= Ariston Bathhouse raid =

1903 New York City anti-gay police raid

The Ariston Bathhouse raid in 1903 was the first anti-gay police raid on an establishment in New York City. It resulted in thirty-four arrests, sixteen charges of sodomy, and twelve trials, five of which have transcripts.

==Raid==
On February 21, 1903, at 9PM, two undercover officers, Thomas Phelan and Norman Fitzsimmons, entered the Ariston Bathhouse. Since the building had been under surveillance by the police, at least one officer, Fitzsimmons, had entered the establishment at least twice before the raid. Twenty minutes after arrival, according to his court testimony, Phelan was approached sexually by a man named Walter Bennett. After Bennett turned down Fitzsimmons's request to join, on the basis of Bennett preferring "fat boy[s]", they arranged to meet at 2:30AM. Shortly afterward, two other undercover officers joined Phelan and Fitzsimmons. They spent some time observing the bathhouse to gather evidence to incriminate patrons, and witnessed multiple instances of anal and oral sex, which they later recounted at the trials.

At 1:45AM, a group of police officers entered the establishment and blocked the exits so that none of the 78 men inside could escape. They arrested 34 men against whom they had complaints. The rest were let go with a warning. The owner of the bathhouse, John Begley, was accused of keeping a disorderly house and was held on $2,000 bail. Of the men arrested, some were charged with liquor law violations and disorderly conduct, and at least 16 were charged with sodomy. Twelve of those sixteen were sent to trial, and five trials have transcripts that are viewable today. Of these five trials, three returned verdicts of guilty, one verdict of guilty with a recommendation to mercy, and a mistrial. However, two of the guilty verdicts were later appealed.

The police had spent several weeks collecting evidence against men who entered the bathhouse, which they did in conjunction with the Society for the Prevention of Crime. They used this evidence to create two diagrams of the bathhouse that were used in the trials.

==Trials==
In People v. Kregel, the defense relied on the physical impossibility of sodomy under the circumstances in which the defendant was charged with committing the act. Andrew Kregel was a tailor who was married with five children. At trial, Kregel was said to have entered the bathhouse around 1:00AM, where he was approached by a man named Charles Chamberlin. The prosecution alleged that Chamberlin had performed anal sex with Kregel, while another man, John Rogers, performed oral sex on Kregel. All three were arrested by police about an hour later. However, Kregel denied the alleged sex acts, and maintained that he had never been to a Turkish bathhouse before and that he received the ticket to the bathhouse from a customer at his shop in exchange for fixing a coat.

At that point, Dr. Pierre A. Siegelstein was called by the defense. He said that he had testified in two prior sodomy trials, and that anal sex performed by two men standing up was physically impossible for physiological reasons. A medical expert specializing in sex crime cases, William Travers Gibb, refuted this claim, and said that upright anal sex was possible. Eventually, it was declared a mistrial and Kregel's bail was reduced from $2,000 to $750.

In People v. Galbert, the defense cited the "physical impossibility" and "mathematical impossibility" of the crime. A bathhouse employee was called and testified that the couches in the room where Galbert was found were a little more than 1 ft high, and Charles LeBarbier, Galbert's attorney, suggested that the couches were too low to permit the crime to have taken place. Galbert was an architect for Carrère and Hastings. Carrere, also an architect, was called to attest to Galbert's mental health along with four other character witnesses. When Galbert was found guilty, LaBarbier used his resistance against the police during his arrest as a testament to his masculinity.

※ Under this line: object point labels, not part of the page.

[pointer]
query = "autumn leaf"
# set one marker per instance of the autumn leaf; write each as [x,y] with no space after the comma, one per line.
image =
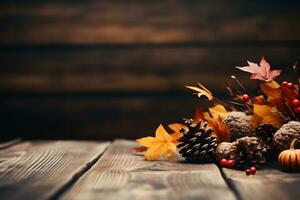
[259,100]
[198,115]
[175,127]
[271,90]
[264,114]
[161,145]
[215,118]
[261,72]
[201,91]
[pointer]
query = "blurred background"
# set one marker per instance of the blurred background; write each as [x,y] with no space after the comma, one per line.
[116,69]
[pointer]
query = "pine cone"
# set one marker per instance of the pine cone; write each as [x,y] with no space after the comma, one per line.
[239,124]
[249,151]
[266,133]
[198,145]
[226,150]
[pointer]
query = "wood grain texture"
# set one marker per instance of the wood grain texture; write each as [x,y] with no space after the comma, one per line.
[42,170]
[129,70]
[117,21]
[268,184]
[7,144]
[120,174]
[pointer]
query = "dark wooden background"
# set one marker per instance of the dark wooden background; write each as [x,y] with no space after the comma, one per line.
[104,69]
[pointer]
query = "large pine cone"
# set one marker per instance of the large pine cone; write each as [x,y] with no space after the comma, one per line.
[250,151]
[239,124]
[226,150]
[198,145]
[245,152]
[285,135]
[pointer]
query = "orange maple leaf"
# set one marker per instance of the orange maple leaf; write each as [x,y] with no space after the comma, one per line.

In People v. Schnittel, Arthur C. Butts, Schnittel's attorney, presented evidence of Schnittel's heterosexuality. He was accused of performing oral sex on another man by police, as well as walking about the bathhouse wearing a sheet the same way that a woman might. He was also accused of having a venereal disease because of large, blotchy patches of red on his face. The defense alleged that Schnittel had entered the bathhouse to clear up the skin condition. Schnittel himself claimed that he had never been in the room where the alleged sex acts took place, and the defense attempted to cement his masculinity by pointing out his engagement ring. The jury returned a verdict of guilty.

In People v. Bennett, Bennett's attorney also cited his client's heterosexuality and desire for women as proof that he was innocent. The police accused him of wearing a sheet as a woman might, as well as engaging in oral and anal sex with another man. Two women and a minister who knew Bennett were called. One of the women, Catherine Bolton, said that she had known Bennett since he was fourteen years old and implied that she had been romantically involved with him at some point. The prosecutor claimed that the feminine perspectives of the women and the minister were not a good indication of Bennett's character, and implied that Bennett was not unlike the women himself.

In People v. Casson, Casson denied the charge of sodomy, but admitted to being in the bathhouse. The officer who arrested him testified that he had arrested him shortly after the alleged act took place. The jury returned a verdict of guilty with a recommendation to mercy.